Venting is fine, but a constant state of angst is not good. I have that problem too some days, it’s hard to wind down.

5518435

That...I have no response. That specific type of negligence can easily lead to death, whether or not the place is new and the machines getting installed require testing before full use on a daily basis. Somebody in that age range getting exposed to that much controlled radiation is horrendous and they should feel ashamed for allowing that to happen, man! :fluttershysad: For a broken forearm though? Like, wtf? Wouldn't a regular x-ray have sufficed for that? :rainbowhuh:

This wasn't a hospital I went to see the nurse in. The place I went to first to see the nurse about me vomiting and coughing blood almost on a daily basis was a general practitioner's office, as in, a very small doctor's building. It has only a few rooms and a reception area. That is it. They are a terrible team of apathetic, soulless, incompetent morons and they shut be shut down. They don't care at all. They neglect everybody.

The hospital I went to was better. It's a large-scale hospital with many sectors and at least when I went there for an endoscopy, it was smooth and everyone was nice. I had to actually get a person to show me where to go because it's such a confusing place with tightly-spaced buildings. At least I tested negative for Covid during my pre-assessment, so that's good.

I had calmed down a bit but now I'm back to almost ragingly angry because I just bashed my head against a rock-solid amplifier while trying to pull out the plug. :flutterrage: I'm very fed up and pissed off.
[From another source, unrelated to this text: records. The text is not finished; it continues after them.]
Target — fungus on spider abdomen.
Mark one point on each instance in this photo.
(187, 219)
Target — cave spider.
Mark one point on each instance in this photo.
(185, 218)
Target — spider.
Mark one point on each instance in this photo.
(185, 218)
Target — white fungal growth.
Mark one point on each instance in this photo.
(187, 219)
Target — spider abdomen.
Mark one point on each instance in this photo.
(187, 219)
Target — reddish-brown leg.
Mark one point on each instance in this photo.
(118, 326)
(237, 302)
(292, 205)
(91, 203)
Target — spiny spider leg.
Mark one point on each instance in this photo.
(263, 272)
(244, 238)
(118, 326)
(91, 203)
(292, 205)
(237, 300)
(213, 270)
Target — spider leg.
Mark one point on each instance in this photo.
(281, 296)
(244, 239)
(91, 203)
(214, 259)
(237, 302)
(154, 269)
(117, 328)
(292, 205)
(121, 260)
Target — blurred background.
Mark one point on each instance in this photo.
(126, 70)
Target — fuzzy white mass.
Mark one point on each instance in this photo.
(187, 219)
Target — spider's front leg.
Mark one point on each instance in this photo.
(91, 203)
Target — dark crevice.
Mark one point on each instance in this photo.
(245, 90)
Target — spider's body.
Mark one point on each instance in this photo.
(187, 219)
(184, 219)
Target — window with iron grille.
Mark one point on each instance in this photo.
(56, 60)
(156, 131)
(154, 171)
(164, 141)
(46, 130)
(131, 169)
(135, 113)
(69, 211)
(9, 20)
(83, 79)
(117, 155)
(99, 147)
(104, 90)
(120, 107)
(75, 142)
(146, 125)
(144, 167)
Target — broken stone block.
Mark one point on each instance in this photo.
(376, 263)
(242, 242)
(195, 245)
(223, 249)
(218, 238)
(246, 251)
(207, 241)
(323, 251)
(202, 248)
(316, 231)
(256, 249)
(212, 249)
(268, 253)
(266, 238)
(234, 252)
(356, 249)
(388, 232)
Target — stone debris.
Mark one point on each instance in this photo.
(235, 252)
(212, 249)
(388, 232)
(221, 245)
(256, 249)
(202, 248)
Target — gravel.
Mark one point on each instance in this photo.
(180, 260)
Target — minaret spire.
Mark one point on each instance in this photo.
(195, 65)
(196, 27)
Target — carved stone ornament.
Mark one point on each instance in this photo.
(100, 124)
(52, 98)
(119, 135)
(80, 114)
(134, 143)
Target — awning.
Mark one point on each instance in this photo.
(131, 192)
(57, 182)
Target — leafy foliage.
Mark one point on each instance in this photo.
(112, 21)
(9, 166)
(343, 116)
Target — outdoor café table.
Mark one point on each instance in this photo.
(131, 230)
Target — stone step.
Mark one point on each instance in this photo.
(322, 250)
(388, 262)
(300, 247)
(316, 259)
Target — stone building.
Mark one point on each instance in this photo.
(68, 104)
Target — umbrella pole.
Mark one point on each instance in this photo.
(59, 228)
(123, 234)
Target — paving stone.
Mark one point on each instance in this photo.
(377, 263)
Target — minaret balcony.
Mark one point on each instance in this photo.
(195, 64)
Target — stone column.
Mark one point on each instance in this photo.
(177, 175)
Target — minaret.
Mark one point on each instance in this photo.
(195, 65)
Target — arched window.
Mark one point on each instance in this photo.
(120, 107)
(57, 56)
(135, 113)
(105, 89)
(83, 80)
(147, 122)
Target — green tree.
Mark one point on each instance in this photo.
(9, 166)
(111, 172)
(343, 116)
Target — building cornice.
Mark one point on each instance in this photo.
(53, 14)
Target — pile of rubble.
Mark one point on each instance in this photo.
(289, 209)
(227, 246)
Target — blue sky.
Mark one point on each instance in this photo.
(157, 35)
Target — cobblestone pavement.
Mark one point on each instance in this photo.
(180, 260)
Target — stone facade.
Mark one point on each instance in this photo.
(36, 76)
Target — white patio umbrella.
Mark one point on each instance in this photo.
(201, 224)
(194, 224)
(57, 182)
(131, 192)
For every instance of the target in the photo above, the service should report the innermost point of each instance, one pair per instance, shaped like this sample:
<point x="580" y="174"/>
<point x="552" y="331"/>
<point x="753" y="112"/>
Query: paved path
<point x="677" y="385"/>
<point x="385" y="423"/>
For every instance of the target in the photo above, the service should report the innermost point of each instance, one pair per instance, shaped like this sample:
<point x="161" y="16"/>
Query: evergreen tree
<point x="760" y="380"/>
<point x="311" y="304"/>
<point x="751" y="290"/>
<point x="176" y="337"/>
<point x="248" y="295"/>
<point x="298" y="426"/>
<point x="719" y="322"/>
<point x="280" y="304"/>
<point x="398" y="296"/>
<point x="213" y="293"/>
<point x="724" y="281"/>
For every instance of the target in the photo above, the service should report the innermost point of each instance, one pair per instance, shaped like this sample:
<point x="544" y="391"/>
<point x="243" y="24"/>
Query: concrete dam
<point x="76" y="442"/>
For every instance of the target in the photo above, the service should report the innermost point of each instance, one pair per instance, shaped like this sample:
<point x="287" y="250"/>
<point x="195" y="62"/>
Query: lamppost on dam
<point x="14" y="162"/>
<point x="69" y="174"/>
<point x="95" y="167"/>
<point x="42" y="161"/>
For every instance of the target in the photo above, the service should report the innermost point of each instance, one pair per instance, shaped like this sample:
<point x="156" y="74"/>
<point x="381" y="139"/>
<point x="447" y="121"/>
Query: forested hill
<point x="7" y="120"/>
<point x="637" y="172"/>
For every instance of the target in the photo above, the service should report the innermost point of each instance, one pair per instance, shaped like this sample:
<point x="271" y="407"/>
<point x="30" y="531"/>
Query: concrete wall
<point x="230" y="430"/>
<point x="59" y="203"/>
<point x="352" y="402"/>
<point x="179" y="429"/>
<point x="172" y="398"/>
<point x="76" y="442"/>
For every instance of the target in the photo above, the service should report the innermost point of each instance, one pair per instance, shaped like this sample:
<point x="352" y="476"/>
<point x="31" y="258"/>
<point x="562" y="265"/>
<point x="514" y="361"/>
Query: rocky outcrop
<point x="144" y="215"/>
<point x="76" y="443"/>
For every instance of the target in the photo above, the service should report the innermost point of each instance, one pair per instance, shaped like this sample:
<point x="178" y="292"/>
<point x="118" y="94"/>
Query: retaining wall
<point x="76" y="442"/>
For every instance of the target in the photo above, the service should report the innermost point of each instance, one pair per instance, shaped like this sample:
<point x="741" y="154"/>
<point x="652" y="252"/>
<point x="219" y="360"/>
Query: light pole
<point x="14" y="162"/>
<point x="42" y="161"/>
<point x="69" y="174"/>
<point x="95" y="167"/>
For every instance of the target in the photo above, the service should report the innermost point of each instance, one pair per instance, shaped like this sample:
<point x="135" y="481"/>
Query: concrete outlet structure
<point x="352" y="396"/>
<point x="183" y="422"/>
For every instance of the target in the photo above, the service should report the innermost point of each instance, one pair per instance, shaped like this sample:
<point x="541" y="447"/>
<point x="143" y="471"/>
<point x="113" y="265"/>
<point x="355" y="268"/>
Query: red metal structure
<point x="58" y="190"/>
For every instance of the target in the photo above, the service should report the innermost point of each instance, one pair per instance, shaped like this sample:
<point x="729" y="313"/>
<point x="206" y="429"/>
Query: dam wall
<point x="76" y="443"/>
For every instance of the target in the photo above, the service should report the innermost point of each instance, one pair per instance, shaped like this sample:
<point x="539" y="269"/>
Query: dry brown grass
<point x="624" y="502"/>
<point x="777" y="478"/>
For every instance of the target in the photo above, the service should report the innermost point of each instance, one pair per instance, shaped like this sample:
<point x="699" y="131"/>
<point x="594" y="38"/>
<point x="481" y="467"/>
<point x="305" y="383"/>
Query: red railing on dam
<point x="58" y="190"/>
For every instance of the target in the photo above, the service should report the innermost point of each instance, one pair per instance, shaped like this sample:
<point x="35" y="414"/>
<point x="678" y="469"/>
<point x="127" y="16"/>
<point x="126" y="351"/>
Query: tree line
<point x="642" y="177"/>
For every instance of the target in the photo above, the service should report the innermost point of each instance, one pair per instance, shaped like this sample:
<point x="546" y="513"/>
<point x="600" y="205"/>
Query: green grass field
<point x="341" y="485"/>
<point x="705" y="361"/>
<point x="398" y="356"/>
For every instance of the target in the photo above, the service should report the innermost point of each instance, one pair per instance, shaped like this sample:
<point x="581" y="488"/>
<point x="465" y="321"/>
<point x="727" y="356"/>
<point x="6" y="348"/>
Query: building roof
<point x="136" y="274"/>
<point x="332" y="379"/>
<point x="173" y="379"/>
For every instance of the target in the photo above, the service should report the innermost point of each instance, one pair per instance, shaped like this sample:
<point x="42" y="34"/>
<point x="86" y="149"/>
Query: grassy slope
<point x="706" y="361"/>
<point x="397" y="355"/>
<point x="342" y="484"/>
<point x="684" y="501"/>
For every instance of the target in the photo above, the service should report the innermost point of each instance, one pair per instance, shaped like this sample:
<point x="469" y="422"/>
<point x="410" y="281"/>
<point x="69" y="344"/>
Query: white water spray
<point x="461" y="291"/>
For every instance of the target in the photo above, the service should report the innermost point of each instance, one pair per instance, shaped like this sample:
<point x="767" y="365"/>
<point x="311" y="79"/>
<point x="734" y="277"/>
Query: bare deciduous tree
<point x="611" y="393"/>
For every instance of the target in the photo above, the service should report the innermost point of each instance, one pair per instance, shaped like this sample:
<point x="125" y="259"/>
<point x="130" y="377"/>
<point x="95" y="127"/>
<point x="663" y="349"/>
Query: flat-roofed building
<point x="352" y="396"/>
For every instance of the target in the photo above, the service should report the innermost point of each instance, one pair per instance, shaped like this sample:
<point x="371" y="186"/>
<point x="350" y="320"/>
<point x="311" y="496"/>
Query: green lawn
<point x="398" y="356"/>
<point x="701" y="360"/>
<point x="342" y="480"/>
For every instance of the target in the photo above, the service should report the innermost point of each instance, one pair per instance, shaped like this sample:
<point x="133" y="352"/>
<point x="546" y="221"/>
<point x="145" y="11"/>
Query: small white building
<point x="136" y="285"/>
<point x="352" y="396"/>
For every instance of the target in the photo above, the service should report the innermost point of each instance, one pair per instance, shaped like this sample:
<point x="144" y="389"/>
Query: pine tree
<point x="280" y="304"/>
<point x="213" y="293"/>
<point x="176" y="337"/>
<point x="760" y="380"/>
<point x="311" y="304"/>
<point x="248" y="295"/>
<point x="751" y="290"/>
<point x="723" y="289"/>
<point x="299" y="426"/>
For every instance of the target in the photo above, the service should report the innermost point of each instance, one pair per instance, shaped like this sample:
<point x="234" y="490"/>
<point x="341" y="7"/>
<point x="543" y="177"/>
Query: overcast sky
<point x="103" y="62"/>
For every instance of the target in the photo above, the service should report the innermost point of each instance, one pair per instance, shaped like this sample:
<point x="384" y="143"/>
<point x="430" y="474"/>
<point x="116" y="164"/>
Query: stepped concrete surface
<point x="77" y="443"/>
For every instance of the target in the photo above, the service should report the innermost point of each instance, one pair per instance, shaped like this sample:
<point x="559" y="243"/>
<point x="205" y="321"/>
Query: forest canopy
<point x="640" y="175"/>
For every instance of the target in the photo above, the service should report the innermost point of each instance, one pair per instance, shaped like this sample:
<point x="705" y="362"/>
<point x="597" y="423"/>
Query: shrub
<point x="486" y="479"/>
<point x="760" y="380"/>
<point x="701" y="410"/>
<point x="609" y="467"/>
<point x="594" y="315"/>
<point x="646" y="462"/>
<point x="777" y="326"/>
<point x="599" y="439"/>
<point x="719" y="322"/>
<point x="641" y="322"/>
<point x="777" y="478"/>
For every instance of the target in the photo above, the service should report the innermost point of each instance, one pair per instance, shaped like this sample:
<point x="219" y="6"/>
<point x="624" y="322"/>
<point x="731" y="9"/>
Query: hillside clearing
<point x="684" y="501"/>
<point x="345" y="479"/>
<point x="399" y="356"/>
I can't calm down. :ajbemused:

I need to go back to that bloody doctor's office and waste a lot more of my time trying to get an answer out of them, because I'm not standing for this type of negligent shite any longer. I NEED those meds, non-negotiable. This isn't up for debate. I needed them almost three weeks ago when I got discharged.

So believe me, man: I'm going to keep trying what I can. I need that prescription and then I'm going to change GPs because I am BEYOND done with those pathetic pricks over at that tiny office who don't give a fuck about their jobs or anybody at all. I can't stress that enough how little they care. :ajsleepy: If they so much as dare try and pretend they don't know, then I can't promise they won't witness my most potent wrath if they test me upon it. :trixieshiftleft:

I don't wanna have to resort to that, but I have little time and tolerance for the type of people they are. To say they are 'lousy' is an understatement.